When it came time for Sydney and I to share about our story, I couldn’t. I’m not sure how to explain it. Maybe it was a need for confession, or just transparency. But, I felt this need for them to know how UNCOMFORTABLE I was. Not because it was about me. It was more about wanting to dig in deeper. Looking back on it, I really think that night was when the Lord planted the ie of church unity on my heart. What does it look like? With whom can we seek out unity? Are there limits on unity? If nothing else from this trip, I’ve learned that conversations are desperately needed when it comes to things like this.
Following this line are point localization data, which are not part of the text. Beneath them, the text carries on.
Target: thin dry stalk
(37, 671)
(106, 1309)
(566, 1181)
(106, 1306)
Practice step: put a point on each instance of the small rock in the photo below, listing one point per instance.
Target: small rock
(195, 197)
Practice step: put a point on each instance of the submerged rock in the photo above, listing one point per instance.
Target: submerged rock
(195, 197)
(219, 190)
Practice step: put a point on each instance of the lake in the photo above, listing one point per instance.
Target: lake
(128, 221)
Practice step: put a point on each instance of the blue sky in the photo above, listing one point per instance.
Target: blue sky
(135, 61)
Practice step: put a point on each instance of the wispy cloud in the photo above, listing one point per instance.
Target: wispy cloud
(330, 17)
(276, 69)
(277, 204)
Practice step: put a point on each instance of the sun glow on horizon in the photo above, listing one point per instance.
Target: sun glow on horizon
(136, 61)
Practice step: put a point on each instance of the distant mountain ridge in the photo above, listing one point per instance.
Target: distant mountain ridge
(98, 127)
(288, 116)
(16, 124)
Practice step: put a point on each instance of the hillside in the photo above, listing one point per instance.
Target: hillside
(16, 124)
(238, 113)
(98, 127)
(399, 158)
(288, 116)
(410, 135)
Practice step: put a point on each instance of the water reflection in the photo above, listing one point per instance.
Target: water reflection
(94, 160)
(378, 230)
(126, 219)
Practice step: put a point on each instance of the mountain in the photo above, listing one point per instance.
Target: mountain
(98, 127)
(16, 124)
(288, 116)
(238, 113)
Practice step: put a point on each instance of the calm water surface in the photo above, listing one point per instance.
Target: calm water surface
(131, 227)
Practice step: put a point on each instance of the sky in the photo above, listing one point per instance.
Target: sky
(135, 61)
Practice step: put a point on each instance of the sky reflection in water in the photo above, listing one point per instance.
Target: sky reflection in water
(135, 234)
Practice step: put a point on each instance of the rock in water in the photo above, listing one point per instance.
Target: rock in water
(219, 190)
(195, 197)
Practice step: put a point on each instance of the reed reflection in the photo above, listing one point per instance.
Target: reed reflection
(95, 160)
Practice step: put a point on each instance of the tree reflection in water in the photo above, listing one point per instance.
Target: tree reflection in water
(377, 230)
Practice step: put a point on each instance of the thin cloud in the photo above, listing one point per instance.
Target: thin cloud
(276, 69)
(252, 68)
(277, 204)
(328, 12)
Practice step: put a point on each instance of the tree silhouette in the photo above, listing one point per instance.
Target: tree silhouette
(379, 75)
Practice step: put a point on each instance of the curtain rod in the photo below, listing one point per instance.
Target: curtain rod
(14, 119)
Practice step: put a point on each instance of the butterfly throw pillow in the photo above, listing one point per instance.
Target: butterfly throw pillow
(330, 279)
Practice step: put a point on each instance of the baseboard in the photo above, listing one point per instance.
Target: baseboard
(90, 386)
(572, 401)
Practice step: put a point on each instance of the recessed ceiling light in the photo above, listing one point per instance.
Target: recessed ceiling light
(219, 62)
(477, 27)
I know what scripture says about tongues. I don’t deny its existence. Discernable languages with interpretations. I’ll even give you the private prayer language between you and God, but what I was witnessing didn’t fall into those categories and I literally told them that I had to fight against my desire to run out the door. Seriously. I told them that my theology obviously doesn’t align with theirs on certain issues and I was really wrestling through it. Later Sydney confessed that she couldn’t believe I did that. I mean, I guess it’s a little rude to be invited into someone’s home and tell them their expression of faith makes me want to run as fast as I can out of their house. But, it was the truth. And, more importantly, it was where God had me. Like I said, that night the Lord revealed a bigger piece of this adventure to me.
What does unity within the body of believers look like?
How they responded was almost as surprising as my confession. They told me they appreciated my honesty and my willingness to push in and to engage in a conversation many people refuse to have. (It’s a lot easier to distance yourself from the unknown than to push into the uncomfortable.) Before we left, my friend’s husband asked if their small group could pray for us and I said yes. But, he told me it was going to be “Belonging Style.” I told him that I didn’t expect anything different. And, I didn’t. But, that didn’t mean we were ready for what was coming next.
Sydney and I sat on two chairs in the middle of the room and people circled around us, laying hands on us. It was similar to the previous evening, but more intimate and orderly, weirdly enough. Everyone took turns to pray. Some in tongues. I had to fight off the urge for my body to stiffen. I was taking deep breaths, but not too deep, because, honestly, I didn’t want to offend the people praying over us. There were prophetic words and visions. I actually have a video someone took, but haven’t watched it. It was too much for me to take in. Too much to process. (I’m convinced the Lord likes to laugh at the craziness of our lives and how we handle it, or don’t handle it.)
After the small group ended, Sydney and I finally made our way to the car. She looked at me and said, “What was that?”
I don’t think I verbally answered. I remember widening my eyes and shaking my head, but nothing audible escaped my lips. She carried the conversation back to our friends’ house in Nashville. They happen to be Catholic. Talking to them about our experience made everything seem more surreal. Catholics and a Southern Baptist talking about prophetic visions and speaking in tongues.
This unity thing… it was going to be complicated.